Wednesday, February 07, 2001
Deters bows out as GOP chief
Run considered for Ohio attorney general
By Howard Wilkinson
The Cincinnati Enquirer
Ohio Treasurer Joe Deters, setting his sights on a possible run for Ohio attorney general next year, is shedding his job as Hamilton County Republican Party chairman and handing it over to lawyer Michael Barrett.
I did my duty, and now it's time I start worrying about my own election, said Mr. Deters, who for the past year has been in the unique situation of being a state officeholder and county party chair at the same time.
He is mulling a run for re-election as state treasurer next year or a run for Ohio attorney general, which would likely set up a 2002 primary election battle with State Auditor Jim Petro.
Both Mr. Petro and the incumbent Republican attor ney general, Betty Montgomery, can't run for re-election next year because of Ohio's term limits law. Mr. Deters could run for re-election.
Mr. Deters said he is leaving the party chairmanship now to devote more time to raising campaign money and to decide what office to run for in 2002.
The Hamilton County Republican Party's central committee is expected to meet Tuesday to elect a new chairman. Mr. Barrett, son of the late physician, philanthropist and businessman Charles Barrett, has the support of most of the party leadership, including Mr. Deters, Hamilton County prosecutor Mike Allen and U.S. Rep. Rob Portman.
Mr. Barrett, 50, who began his career as an assistant county prosecutor in the late 1970s, said he has been interested in the party chairmanship for several years.
I'm looking forward to this, Mr. Barrett said. I can tell you that my focus will be on local races, winning local offices, much more than on the national scene.
Mr. Deters took over the party chairmanship a year ago, after an uproar over a controversial endorsement process for state representative candidates split the party and forced the resignation of party chairman H.C. Buck Niehoff.
Hard-line conservatives in the party thought the Niehoff endorsement process was designed to keep their candidates from getting party endorsements and favored the party's handpicked candidates.
Mr. Deters, a former county prosecutor, stepped in to pick up the pieces and vowed to stay in the job only through the 2000 election.
Joe did a great job stabilizing the party structure in Hamilton County, said Ohio GOP chairman Robert Bennett. But nobody expected him to stay in that job long-term.
After the flap over the state-representative endorsement process, the GOP in Hamilton County went through an election that saw it lose a Hamilton County commission seat for the first time in 36 years, when Democrat Todd Portune beat Republican incumbent Bob Bedinghaus, and where the GOP lost one of the county's state representative seats.
At the same time, Mr. Deters headed a get-out-the-vote effort last fall in southwestern Ohio counties that produced a 138,172-vote margin for George W. Bush and helped him win Ohio's 21 electoral votes.
In a prepared statement Tuesday, Karl Rove, Mr.
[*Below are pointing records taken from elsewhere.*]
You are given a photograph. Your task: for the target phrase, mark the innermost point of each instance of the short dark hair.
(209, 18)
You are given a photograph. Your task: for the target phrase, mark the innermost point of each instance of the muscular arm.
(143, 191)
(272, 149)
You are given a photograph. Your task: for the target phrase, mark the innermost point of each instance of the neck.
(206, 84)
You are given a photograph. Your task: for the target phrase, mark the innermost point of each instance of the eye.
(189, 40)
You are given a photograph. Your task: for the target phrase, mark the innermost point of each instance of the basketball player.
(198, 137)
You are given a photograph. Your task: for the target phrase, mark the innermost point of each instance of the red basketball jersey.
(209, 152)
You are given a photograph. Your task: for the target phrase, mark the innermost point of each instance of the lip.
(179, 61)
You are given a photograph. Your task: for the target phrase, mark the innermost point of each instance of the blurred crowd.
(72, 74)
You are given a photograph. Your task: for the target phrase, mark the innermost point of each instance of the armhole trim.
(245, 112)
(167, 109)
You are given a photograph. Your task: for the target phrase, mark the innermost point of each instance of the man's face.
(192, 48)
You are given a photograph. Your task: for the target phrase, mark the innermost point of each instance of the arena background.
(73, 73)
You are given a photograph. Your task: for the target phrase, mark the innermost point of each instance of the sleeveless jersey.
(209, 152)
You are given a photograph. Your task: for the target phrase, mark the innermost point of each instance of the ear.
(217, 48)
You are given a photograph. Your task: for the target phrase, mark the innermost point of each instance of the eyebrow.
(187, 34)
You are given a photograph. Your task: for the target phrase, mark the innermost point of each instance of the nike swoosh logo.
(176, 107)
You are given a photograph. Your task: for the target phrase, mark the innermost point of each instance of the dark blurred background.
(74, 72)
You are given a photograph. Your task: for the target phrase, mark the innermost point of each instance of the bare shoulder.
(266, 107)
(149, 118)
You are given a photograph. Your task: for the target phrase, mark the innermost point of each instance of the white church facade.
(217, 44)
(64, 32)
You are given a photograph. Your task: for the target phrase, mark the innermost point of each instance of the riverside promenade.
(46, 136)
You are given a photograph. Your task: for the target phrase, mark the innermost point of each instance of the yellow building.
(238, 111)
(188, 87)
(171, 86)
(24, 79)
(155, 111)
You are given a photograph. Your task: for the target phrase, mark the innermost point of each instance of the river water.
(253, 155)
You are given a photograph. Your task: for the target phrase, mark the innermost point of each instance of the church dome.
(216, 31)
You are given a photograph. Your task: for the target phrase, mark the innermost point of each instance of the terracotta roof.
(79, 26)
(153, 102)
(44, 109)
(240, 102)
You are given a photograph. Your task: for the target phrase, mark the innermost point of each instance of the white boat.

Bush's chief political strategist, credited Mr. Deters with running a political operation that proved once again to be one of the premier Republican political organizations in the United States.
Mr. Barrett will face a challenge right from the start a Cincinnati election that will feature the first direct election of the mayor since the 1920s and a City Council election where the city's term-limits law will prevent two of the three GOP incumbents from running for re-election.
The bar is raised pretty high for Republicans in both races, Mr. Barrett said Tuesday of the mayoral and council races. But we are going to put together a credible slate of candidates.